This is something that has been coming up alot recently... both as an interpersonal discussion on the state of the world, and then also as how it pertains to the current state of general dissemiation of information.
(blogs being amoungst that group of disseminators)
Anyway the discussion has turned pretty frequently to the sorry state of the local (once great, now defamed and disasterous) paper, and the fact that I personally find it difficult to pay for a product that less and less reflects the actual needs it is supposed to be serving.
I understand, and support fully the idea of a devoted and determined core of journalistic bull-dogs, but find that there is more in the blogosphere (which is highly subjective, and infrequently checked) and to the court jesters (i.e. The Daily Show's John Stewart) than there is in the world of formal "news" world.

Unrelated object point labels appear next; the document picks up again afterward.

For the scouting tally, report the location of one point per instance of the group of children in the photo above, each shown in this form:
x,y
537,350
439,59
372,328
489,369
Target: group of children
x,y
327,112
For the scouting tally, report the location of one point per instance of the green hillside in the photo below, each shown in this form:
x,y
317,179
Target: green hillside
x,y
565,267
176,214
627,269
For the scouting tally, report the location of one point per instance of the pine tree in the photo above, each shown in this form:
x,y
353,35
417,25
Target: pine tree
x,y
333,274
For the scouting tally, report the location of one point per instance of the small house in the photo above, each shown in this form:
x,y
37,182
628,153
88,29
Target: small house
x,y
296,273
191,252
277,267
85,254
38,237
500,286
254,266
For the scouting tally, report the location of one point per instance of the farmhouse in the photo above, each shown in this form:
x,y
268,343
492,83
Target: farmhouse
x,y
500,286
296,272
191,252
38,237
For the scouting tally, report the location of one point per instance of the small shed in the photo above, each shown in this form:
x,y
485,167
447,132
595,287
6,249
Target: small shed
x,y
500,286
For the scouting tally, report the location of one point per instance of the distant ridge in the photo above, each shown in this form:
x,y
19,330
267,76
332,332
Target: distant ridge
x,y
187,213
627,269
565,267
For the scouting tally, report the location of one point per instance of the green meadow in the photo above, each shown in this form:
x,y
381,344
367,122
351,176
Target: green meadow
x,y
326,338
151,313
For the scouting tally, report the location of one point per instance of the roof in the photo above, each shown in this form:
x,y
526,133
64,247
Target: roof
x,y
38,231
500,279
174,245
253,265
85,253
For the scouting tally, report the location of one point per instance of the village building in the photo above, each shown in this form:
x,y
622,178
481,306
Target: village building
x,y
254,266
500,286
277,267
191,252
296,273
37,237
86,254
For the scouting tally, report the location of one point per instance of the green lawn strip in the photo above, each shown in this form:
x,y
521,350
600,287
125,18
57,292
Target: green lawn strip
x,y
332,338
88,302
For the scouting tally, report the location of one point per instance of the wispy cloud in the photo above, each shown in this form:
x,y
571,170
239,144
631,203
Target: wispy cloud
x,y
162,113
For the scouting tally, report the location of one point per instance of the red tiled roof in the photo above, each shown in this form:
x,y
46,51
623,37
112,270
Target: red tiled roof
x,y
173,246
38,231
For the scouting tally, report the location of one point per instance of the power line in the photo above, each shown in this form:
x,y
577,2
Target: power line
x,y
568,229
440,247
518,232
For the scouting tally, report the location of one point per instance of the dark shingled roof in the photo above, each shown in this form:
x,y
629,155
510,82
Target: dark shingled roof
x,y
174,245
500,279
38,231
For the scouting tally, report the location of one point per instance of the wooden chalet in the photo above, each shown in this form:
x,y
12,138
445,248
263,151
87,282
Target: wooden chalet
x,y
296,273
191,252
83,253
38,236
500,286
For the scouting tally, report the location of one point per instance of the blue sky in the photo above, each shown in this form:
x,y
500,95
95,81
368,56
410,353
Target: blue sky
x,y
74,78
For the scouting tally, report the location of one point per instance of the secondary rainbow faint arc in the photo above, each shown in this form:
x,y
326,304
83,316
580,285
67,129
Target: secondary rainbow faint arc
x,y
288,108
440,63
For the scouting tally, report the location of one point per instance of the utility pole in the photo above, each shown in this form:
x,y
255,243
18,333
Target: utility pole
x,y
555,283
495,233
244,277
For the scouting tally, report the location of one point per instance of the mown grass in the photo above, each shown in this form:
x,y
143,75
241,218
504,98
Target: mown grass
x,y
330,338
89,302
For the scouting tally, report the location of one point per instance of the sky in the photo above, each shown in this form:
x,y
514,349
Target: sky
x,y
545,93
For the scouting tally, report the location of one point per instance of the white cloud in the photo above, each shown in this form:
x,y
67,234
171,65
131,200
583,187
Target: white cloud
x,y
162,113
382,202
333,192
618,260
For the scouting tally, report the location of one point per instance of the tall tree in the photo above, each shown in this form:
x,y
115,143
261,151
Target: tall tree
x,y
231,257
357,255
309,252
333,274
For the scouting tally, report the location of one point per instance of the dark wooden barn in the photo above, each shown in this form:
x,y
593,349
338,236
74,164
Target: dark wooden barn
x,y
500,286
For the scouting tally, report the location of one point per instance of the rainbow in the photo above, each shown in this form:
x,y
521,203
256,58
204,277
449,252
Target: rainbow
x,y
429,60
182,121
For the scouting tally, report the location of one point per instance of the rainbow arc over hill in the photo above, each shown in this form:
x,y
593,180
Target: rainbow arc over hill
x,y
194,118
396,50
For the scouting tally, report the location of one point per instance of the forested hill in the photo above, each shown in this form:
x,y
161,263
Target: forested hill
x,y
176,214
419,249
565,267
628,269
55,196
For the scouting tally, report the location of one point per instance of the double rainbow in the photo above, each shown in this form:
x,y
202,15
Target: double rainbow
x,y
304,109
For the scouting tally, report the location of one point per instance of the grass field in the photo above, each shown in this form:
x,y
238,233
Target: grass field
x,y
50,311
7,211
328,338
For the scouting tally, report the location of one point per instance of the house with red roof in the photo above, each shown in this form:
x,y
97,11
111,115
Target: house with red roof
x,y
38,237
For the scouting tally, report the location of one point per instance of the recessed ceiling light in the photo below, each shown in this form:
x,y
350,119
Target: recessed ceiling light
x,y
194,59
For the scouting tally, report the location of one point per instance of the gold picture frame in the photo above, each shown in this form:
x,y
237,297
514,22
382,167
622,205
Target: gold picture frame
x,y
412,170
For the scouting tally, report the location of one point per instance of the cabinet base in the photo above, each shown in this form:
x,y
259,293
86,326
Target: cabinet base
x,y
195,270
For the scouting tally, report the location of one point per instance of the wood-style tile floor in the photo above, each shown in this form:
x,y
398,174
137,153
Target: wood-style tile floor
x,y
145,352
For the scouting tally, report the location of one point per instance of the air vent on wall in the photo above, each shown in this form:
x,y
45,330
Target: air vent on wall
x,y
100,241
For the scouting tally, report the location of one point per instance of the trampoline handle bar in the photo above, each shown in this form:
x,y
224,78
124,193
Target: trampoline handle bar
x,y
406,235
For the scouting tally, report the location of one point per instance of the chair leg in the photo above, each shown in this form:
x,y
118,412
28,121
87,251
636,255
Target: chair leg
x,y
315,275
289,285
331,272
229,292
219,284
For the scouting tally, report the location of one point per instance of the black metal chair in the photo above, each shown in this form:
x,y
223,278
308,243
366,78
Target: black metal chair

I came across this article from Metafilter... and it has a take on it that I hadn't considered....
http://www.shirky.com/weblog/2009/03/newspapers-and-thinking-the-unthinkable/
I'd say read it - but you probably may not, and that's okay. Distilled to its essence, the essay is about how we are "in" the revolution, and that by being in it, we are increasingly discomforted by the lack of stablity. The old structures that we were used to have crumbled, and as a result we look to the skies and ask "Why?" But then get confused even more so when there is no answer.
Ultimately we're in a place in history where we aren't used to being. On the precipice of change, and the precipice is one that is unlike anything we've experienced to date. We look to history and find no comparison, which leaves us without comfort.
so then what do (the collective) we do? I don't know... but I'm here now, and doing my part to catalouge my piece in it. How I will effect it, i don't know - even if I do...not sure.